Opinion Crise des migrants syriens

Lettre d’un réfugié

Le Canada devrait être plus accueillant avec les Syriens qui fuient leur pays

Il y a 17 ans, ma mère, mon frère et moi sommes venus au Québec en tant que réfugiés de guerre. Nous avions quitté la Bosnie-Herzégovine le 16 avril 1998.

Aujourd’hui, chaque fois que je vois une mère réfugiée foulant le sol européen en pleurs, qu’on traite comme de la vermine et que les médias appellent « migrante » pour être plus polis, j’ai mal à mon humanité.

Ça me rappelle le visage meurtri de cette mère seule, la mienne, traînant ses deux enfants, le plus gros fardeau qu’une mère seule puisse avoir dans ce monde, d’un océan à un autre. Elle retenait ses pleurs pour ne pas laisser échapper sa souffrance.

Toutes ces mères réfugiées me rappellent la mienne et ça me fait terriblement souffrir.

Le Québec nous a bien accueillis. Pas parfaitement, puisque personne ne peut être un hôte parfait. Au moins, je suis en vie. Souffrant, mais vivant.

L’Europe souffre d’une crise de migration dit-on. Facebook censure le visage de ce drame humain. Mais le drame, ce n’est pas la mort de milliers de personnes. La mort n’est pas un drame. Elle est une certitude. Le drame, ce sont les circonstances dans lesquelles ces personnes perdent la vie. Elles ne sont pas victimes du hasard, mais victimes d’un meurtre de masse, rendu légal avec la création des frontières.

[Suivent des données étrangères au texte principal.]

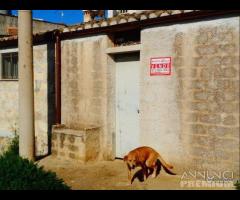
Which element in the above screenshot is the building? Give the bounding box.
[0,10,240,177]
[0,10,66,37]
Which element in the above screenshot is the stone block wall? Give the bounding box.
[174,18,239,176]
[140,17,240,176]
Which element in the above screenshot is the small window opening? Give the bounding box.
[1,52,18,79]
[109,30,140,47]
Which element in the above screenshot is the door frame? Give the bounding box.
[113,51,141,160]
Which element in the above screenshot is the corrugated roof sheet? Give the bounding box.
[0,10,197,42]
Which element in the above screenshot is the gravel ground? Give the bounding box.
[38,156,233,190]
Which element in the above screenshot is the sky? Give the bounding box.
[12,10,86,25]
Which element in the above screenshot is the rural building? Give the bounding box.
[0,10,66,37]
[0,10,240,176]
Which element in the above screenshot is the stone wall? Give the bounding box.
[52,126,100,162]
[0,14,65,35]
[62,35,113,158]
[0,45,54,155]
[140,17,239,175]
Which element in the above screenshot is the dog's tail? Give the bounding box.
[158,154,176,175]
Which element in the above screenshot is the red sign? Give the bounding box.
[150,57,172,76]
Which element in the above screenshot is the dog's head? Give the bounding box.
[123,154,137,169]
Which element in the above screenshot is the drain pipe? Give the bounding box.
[54,31,61,125]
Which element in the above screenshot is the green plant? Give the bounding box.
[0,136,70,190]
[7,134,19,155]
[234,180,240,190]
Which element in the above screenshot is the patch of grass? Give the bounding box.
[0,134,70,190]
[234,180,240,190]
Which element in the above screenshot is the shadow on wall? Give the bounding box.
[47,42,55,158]
[36,42,55,160]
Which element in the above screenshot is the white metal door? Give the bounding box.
[116,54,139,158]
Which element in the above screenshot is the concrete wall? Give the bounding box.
[0,14,64,35]
[140,17,239,175]
[62,35,115,158]
[0,45,54,155]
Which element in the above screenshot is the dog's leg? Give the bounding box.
[141,164,148,180]
[128,169,132,181]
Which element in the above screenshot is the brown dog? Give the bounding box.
[123,146,176,183]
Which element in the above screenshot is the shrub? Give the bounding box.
[234,180,240,190]
[0,134,70,190]
[7,134,19,155]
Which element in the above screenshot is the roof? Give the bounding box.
[0,10,240,47]
[0,13,67,26]
[62,10,195,32]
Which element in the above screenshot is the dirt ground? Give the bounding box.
[38,156,233,190]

La terre appartient à tous et à personne, mais peut-être un peu plus à certains qu’à d’autres.

J’essaie de ne pas trop penser au passé. Les cicatrices sont encore trop brûlantes. À 26 ans, un baccalauréat en poche, une maîtrise presque complétée, un doctorat à l’horizon, je ne peux que bêtement me demander « Pourquoi moi ? » J’aurais pu être Aylan Kurdi.

Pourquoi le Canada a-t-il accordé le statut à ma famille et pas à des Syriens, comme le petit Aylan Kurdi, alors que la situation en Syrie est pire que celle qui sévissait en Bosnie-Herzégovine en 1998 ?

Les politiques d’immigration du gouvernement Harper n’ont pas de précédent.

Le petit Aylan Kurdi aurait pu être un ingénieur, un professeur, un médecin. Malheureusement, il est devenu le symbole de ce drame banalement accepté. Le drame, ce n’est pas la mort de ce petit garçon de trois ans. Le drame, c’est que ce garçon de trois ans était dans l’obligation de prendre un bateau rempli de réfugiés, parce qu’il n’avait plus d’espoir que le Canada l’accueille (après que la demande de son oncle eut été rejetée). Il y a des milliers de petits Aylan dans les eaux de la Méditerranée.

La honte dans l’âme, le Canada se divertit avec des élections, alors que des milliers d’Aylan Kurdi attendent dans l’espoir qu’on leur ouvre les frontières, ces cicatrices que nous avons infligées à la terre et à nous-mêmes. Le résultat est prévisible. Des milliers d’enfants continueront de mourir, parce que ces cicatrices sont infectées d’une idéologie empoisonnée, et que seuls les riches ont les moyens de se payer un antidote.